‘I DIDN’T RUSH’: Nikki Haley finally speaks out on Trump indictment

Republican presidential hopeful and former governor and UN ambassador Nikki Haley mocks latest indictment of Donald Trump.

By David Rosenberg, World Israel News 

Former South Carolina Governor Nikki Haley, who also served as U.S. ambassador to the United Nations during the Trump administration, pushed back Thursday against the latest indictment of Donald Trump, downplaying the news and urging Americans to “move on already.”

Two days after former President Donald Trump was indicted by the Justice Department in Washington, Haley spoke with Pulse of NH – News Talk, mocking the latest charge sheet and downplaying its relevance to the 2024 election.

“Unlike the other candidates, I didn’t rush out with a statement yesterday on Trump’s indictment for one simple reason: Like most Americans, I’m tired of commenting on every Trump drama. I’ve lost track of whether this indictment is the third or fourth or the fifth,” Haley said.

Haley said the indictments have become a distraction from key economic and foreign policy issues which should be the focus of next year’s presidential race.

“We should be focusing on how to stop China. We should be focusing on how to close the border. We need to be reversing Bidenomics. Putting a 77-year-old former president in prison doesn’t do any of that. We’ve got to move on already.”

Read  WATCH: Donald Trump - 'Oct. 7th wouldn't have happened if I was president'

Regarding the charges against Trump, Haley said that while the former president does “bear some responsibility for what happened” at the Capitol on January 6th, 2021, “Trump didn’t attack the Capitol.”

“It is not a crime to say that you think an election was stolen. He should not be prosecuted for that.”

Trump pleaded not guilty at a federal court in Washington DC Thursday to four charges of conspiracy to defraud the United States, conspiracy to obstruct an official proceeding of Congress, conspiracy against rights, and obstruction of an official proceeding.

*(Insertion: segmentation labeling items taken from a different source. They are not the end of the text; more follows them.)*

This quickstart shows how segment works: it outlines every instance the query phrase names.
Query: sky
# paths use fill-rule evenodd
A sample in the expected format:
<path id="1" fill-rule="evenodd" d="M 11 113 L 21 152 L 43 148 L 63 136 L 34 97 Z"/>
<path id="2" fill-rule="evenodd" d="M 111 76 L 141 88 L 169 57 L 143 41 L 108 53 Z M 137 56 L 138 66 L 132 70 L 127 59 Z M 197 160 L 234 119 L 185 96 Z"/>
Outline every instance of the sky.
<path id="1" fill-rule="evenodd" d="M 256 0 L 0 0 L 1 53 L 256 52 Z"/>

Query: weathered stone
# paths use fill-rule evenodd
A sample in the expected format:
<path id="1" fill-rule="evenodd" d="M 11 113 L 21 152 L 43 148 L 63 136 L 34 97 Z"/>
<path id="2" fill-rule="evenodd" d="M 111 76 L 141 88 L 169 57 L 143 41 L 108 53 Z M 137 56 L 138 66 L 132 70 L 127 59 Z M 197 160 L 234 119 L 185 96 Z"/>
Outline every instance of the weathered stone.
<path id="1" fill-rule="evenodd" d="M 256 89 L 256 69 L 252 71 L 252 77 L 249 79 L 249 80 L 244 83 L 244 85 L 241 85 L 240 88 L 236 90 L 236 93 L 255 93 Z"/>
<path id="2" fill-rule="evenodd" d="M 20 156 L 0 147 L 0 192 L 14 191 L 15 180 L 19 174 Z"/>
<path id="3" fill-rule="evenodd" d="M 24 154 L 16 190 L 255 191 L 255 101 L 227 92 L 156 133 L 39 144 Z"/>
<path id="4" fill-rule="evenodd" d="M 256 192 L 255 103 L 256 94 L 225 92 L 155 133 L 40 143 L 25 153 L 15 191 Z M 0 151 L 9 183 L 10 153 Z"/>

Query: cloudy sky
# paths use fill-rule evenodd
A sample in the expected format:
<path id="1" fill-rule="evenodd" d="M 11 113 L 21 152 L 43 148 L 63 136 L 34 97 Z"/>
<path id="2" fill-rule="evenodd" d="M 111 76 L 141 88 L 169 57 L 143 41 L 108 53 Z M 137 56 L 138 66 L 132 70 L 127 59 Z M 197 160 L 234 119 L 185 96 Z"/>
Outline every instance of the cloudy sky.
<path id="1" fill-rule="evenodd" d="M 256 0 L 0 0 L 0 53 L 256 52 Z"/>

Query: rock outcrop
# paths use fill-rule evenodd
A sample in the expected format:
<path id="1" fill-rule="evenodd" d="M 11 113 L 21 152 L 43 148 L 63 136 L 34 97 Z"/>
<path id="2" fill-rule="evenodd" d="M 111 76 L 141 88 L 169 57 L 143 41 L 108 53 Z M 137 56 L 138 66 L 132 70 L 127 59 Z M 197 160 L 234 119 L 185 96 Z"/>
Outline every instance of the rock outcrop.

Two days earlier, Justice Department special counsel Jack Smith filed an indictment against the forty-sixth president, arguing that his actions following the November 2020 election constituted an attempt to overturn the election.

Tuesday’s indictment is the second set of charges filed against Trump as part of Smith’s investigation of the January 6th demonstrations on Capitol Hill, and the third indictment against the former president.

Trump is expected to face a fourth indictment in the coming weeks, with prosecutors in Fulton County, Georgia poised to file charges against the former president, following an investigation into claims Trump attempted to subvert the 2020 election results in Georgia.